To which one of them said the words I’d been waiting for: “Joe, it doesn’t have to be okay.”
I’ll never forget that. It was the first time I heard that. I was so used to discounting my own feelings about this whole thing; I always told myself so many people had experiences so much worse than mine. I should just be grateful it wasn’t worse.
We ended up having a pretty good night. After some very tight hugs, I went home. I have really amazing friends.
After opening up to my friends, I finally decided to talk to my therapist about it — another person I’m grateful for. She asked me two questions. The first: “Are you okay?” The same question I’d heard a few times. The second, I hadn’t heard yet: “Do you want to report it?”
I never considered getting the police involved. I still think it was the right decision to avoid that. I don’t really, how you say, trust police officers. Especially the Madison Police Department/University of Wisconsin Police Department when it comes to matters of sex-related crimes. Could I trust them to listen to me?
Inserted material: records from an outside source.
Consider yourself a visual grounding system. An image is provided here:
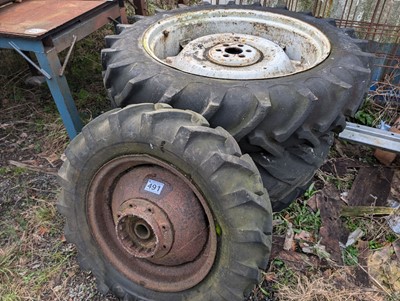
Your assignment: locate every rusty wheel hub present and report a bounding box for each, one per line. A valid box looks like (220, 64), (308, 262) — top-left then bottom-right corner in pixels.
(87, 155), (217, 292)
(115, 199), (174, 258)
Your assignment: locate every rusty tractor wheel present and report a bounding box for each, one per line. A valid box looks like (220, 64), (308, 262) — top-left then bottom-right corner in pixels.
(102, 5), (371, 210)
(58, 104), (272, 301)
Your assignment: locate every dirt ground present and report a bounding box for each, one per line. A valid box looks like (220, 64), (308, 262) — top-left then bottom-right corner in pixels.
(0, 33), (400, 301)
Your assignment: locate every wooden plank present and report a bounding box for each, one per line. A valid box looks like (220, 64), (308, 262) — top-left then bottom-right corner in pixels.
(347, 167), (393, 206)
(0, 0), (105, 38)
(317, 187), (346, 265)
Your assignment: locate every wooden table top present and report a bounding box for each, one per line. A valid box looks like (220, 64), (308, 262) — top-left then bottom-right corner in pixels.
(0, 0), (106, 38)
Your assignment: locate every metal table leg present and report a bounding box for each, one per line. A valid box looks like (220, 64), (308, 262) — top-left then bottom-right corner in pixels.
(35, 48), (82, 139)
(0, 38), (82, 139)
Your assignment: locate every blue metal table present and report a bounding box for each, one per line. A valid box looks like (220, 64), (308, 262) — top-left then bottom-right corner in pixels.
(0, 0), (126, 139)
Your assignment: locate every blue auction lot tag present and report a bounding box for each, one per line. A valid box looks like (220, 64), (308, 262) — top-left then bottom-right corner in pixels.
(144, 179), (164, 194)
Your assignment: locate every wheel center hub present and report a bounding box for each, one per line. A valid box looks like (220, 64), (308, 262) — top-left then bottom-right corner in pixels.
(165, 33), (295, 79)
(115, 199), (174, 258)
(207, 43), (261, 67)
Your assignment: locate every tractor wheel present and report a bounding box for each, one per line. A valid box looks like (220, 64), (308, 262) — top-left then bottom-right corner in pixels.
(102, 5), (371, 208)
(58, 104), (272, 301)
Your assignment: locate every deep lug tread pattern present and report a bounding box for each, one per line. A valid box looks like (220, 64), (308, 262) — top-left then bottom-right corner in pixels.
(58, 104), (272, 301)
(102, 5), (374, 208)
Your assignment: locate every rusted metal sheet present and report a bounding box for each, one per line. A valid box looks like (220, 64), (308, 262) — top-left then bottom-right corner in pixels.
(0, 0), (106, 38)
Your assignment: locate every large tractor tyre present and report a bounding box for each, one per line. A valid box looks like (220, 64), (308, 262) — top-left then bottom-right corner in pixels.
(102, 5), (371, 208)
(58, 104), (272, 301)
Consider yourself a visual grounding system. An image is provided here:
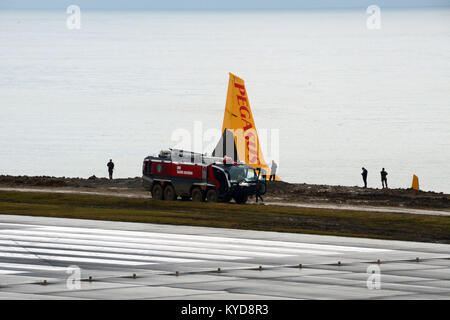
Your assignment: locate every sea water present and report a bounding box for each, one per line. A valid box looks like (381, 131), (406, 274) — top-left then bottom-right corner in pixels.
(0, 9), (450, 192)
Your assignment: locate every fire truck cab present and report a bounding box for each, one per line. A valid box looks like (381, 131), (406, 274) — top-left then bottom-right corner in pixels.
(142, 149), (266, 204)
Would they believe that I, a six-foot (okay, 5’11”), 200-pound college senior, got taken advantage of by someone half my size or just laugh me out of the room?
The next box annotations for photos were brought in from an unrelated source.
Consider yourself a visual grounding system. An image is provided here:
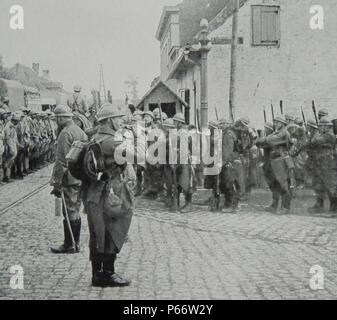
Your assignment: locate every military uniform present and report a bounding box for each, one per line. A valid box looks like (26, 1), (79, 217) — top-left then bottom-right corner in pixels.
(2, 114), (18, 182)
(264, 117), (293, 213)
(83, 104), (133, 287)
(52, 106), (87, 253)
(311, 118), (337, 212)
(67, 86), (88, 115)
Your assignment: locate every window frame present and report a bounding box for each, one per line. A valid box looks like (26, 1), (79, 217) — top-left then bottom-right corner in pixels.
(251, 4), (281, 48)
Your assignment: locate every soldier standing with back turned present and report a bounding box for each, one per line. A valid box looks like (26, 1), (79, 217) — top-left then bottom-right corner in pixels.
(51, 105), (87, 254)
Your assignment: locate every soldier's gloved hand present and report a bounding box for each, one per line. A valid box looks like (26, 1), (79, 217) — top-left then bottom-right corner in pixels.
(50, 184), (62, 198)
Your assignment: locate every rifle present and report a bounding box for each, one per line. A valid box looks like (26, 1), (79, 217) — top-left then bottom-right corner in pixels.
(312, 100), (318, 125)
(263, 106), (267, 124)
(301, 107), (307, 126)
(271, 104), (275, 131)
(158, 99), (163, 125)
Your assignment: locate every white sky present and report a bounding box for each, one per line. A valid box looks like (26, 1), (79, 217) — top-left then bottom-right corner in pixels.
(0, 0), (181, 99)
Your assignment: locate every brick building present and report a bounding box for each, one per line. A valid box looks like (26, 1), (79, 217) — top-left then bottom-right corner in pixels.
(157, 0), (337, 126)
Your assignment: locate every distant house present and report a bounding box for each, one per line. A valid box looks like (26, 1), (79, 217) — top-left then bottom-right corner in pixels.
(9, 63), (69, 104)
(157, 0), (337, 126)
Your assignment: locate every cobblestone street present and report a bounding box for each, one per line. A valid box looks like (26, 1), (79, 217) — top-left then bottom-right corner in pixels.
(0, 167), (337, 300)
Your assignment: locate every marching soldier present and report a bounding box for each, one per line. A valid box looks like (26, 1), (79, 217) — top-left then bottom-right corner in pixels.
(261, 116), (293, 214)
(173, 113), (196, 213)
(220, 118), (249, 213)
(2, 109), (18, 183)
(311, 117), (337, 213)
(67, 85), (88, 116)
(83, 104), (133, 287)
(51, 105), (87, 254)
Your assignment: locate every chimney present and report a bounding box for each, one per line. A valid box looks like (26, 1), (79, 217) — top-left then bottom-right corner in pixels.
(42, 70), (50, 80)
(32, 63), (40, 74)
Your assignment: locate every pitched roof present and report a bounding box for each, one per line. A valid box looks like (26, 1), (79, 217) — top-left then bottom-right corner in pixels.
(136, 80), (189, 108)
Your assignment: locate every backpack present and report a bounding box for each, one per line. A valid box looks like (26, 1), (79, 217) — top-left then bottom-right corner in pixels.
(66, 137), (107, 184)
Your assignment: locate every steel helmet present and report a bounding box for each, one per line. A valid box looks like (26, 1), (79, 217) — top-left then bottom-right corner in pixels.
(264, 122), (274, 130)
(274, 116), (287, 124)
(161, 112), (168, 121)
(307, 119), (318, 129)
(284, 113), (295, 121)
(144, 111), (155, 119)
(53, 104), (73, 117)
(173, 112), (185, 123)
(239, 117), (250, 127)
(133, 110), (144, 116)
(97, 103), (126, 122)
(74, 84), (82, 92)
(208, 121), (218, 129)
(163, 118), (176, 128)
(318, 108), (329, 117)
(318, 117), (332, 126)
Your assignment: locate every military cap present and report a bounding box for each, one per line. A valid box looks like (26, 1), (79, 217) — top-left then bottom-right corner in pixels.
(284, 113), (295, 121)
(74, 85), (82, 92)
(208, 121), (218, 129)
(173, 113), (185, 123)
(163, 118), (176, 128)
(264, 122), (274, 130)
(318, 117), (332, 126)
(274, 116), (287, 124)
(161, 112), (168, 121)
(2, 107), (12, 114)
(307, 119), (318, 129)
(239, 117), (250, 127)
(53, 104), (73, 117)
(132, 114), (143, 122)
(219, 118), (231, 125)
(12, 112), (22, 121)
(295, 118), (304, 126)
(97, 103), (125, 122)
(318, 108), (329, 117)
(144, 111), (155, 119)
(133, 110), (144, 116)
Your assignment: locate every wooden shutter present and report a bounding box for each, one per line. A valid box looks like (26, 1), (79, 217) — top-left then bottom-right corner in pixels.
(252, 6), (262, 45)
(252, 6), (280, 45)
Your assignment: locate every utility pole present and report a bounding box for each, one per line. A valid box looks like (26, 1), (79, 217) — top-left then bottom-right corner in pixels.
(229, 0), (240, 122)
(198, 19), (210, 130)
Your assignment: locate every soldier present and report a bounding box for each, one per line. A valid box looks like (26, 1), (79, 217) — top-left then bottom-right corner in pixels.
(2, 109), (18, 183)
(311, 117), (337, 214)
(173, 113), (196, 213)
(20, 107), (32, 175)
(12, 112), (25, 180)
(0, 108), (5, 184)
(262, 116), (293, 214)
(67, 85), (88, 116)
(318, 108), (329, 120)
(256, 123), (281, 213)
(220, 118), (249, 213)
(204, 121), (220, 211)
(51, 105), (87, 254)
(83, 104), (133, 287)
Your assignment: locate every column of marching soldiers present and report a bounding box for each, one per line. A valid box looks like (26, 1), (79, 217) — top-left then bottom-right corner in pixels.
(0, 97), (57, 183)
Regardless, it was the first time that question was even floated to me as an option. Two-plus weeks after everything took place. And frankly, that’s the part that still eats at me. Should I have reported it? Would things be better? I think the sensible answer is no.
Is that how I wanted to spend my last semester of college? Asking my parents to pay thousands for a lawyer, sitting in a courtroom forced to relive one of the worst nights of my life while the person whose fault it is sat in the same room? I went to the same party as her once since then and could hardly speak to anyone until she left. I couldn’t do that every day. Justice would be nice, but it just wasn’t worth it.
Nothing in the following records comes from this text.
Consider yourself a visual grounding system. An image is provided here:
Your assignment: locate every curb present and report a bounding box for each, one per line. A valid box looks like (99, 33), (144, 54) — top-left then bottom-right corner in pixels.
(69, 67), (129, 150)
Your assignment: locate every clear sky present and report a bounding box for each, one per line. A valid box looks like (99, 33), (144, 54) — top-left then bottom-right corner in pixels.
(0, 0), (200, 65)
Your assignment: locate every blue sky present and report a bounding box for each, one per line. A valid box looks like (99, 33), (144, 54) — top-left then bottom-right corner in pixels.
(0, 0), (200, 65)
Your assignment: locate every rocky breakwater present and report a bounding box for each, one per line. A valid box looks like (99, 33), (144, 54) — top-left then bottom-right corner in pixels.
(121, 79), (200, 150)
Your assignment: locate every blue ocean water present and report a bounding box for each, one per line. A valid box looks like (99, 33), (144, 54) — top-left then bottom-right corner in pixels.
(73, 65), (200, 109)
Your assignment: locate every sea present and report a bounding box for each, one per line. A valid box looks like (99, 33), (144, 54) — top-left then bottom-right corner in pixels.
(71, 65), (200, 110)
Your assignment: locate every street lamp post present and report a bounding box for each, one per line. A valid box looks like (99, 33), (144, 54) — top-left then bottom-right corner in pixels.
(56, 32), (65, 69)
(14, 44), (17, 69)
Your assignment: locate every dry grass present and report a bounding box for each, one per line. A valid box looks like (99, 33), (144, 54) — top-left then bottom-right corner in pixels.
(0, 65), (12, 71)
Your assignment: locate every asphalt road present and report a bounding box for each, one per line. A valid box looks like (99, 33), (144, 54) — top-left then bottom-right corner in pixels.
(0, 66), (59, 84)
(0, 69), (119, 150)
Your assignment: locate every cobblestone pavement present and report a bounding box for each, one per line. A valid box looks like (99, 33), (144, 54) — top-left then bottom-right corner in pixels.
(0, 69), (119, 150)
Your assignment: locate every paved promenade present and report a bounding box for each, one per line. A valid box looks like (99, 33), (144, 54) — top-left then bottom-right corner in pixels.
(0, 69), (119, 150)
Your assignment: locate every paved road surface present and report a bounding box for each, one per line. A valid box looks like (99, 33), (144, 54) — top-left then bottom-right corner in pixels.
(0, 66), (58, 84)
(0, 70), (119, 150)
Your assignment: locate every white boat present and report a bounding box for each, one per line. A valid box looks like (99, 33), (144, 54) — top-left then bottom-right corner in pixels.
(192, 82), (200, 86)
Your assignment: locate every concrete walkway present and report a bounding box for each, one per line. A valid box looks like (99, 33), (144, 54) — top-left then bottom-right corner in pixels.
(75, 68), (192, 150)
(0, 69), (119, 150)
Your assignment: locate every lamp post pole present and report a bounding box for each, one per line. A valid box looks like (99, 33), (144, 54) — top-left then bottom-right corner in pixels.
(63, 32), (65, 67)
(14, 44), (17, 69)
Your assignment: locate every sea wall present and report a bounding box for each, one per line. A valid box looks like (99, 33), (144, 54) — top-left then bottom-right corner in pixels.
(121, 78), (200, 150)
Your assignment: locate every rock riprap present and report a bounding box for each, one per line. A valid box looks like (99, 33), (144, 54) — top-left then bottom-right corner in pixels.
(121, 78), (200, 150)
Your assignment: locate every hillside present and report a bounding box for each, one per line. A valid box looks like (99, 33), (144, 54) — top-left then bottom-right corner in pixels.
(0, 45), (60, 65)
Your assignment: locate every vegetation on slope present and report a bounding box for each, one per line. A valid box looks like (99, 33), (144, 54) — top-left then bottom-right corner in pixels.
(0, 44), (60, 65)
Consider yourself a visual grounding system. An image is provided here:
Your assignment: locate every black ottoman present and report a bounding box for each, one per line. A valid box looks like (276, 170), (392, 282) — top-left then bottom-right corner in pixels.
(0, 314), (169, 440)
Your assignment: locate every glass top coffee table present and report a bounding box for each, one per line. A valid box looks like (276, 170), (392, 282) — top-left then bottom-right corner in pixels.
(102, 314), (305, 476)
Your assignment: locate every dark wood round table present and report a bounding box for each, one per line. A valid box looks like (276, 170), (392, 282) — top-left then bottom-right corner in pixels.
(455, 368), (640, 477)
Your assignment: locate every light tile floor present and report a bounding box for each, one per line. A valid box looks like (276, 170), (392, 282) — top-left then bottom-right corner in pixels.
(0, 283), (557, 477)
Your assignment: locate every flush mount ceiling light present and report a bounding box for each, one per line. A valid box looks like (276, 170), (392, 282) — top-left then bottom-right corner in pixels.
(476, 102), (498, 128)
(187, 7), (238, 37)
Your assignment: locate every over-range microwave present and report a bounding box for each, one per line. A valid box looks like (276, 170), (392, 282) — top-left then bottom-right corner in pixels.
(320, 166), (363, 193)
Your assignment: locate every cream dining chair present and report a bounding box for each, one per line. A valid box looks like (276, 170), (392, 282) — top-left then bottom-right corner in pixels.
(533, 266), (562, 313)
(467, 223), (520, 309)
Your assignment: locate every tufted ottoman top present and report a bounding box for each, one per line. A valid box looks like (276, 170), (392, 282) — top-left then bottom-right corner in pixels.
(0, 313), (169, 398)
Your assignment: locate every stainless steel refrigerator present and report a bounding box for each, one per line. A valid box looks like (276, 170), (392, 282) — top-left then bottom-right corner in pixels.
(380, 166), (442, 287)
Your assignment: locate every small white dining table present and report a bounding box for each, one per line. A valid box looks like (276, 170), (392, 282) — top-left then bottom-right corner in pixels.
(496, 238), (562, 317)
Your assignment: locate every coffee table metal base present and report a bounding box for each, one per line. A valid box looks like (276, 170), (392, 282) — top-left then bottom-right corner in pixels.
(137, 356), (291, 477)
I now understood the depth of what happened to me. I talked to my most trusted friends and my therapist. I handled everything exactly how I wanted to with the resources I had. So, what’s left? Some sort of grand finale, a deep realization that will allow me to transcend this point of my life and leave it behind forever?
No. That doesn’t exist. It never will. It’s a weight I’ll carry with me every day for the rest of my life. It’s something that’s permanently altered the way I look at relationships, at hookups, at myself. Being a sexual assault survivor is part of who I am now. It was not my choice. It’s never anybody’s own choice. All I can ask for is to ensure that it’s not a weight I have to handle alone. Thanks to my friends, family, therapist and even you just for reading this, it isn’t. And I’m forever grateful for that.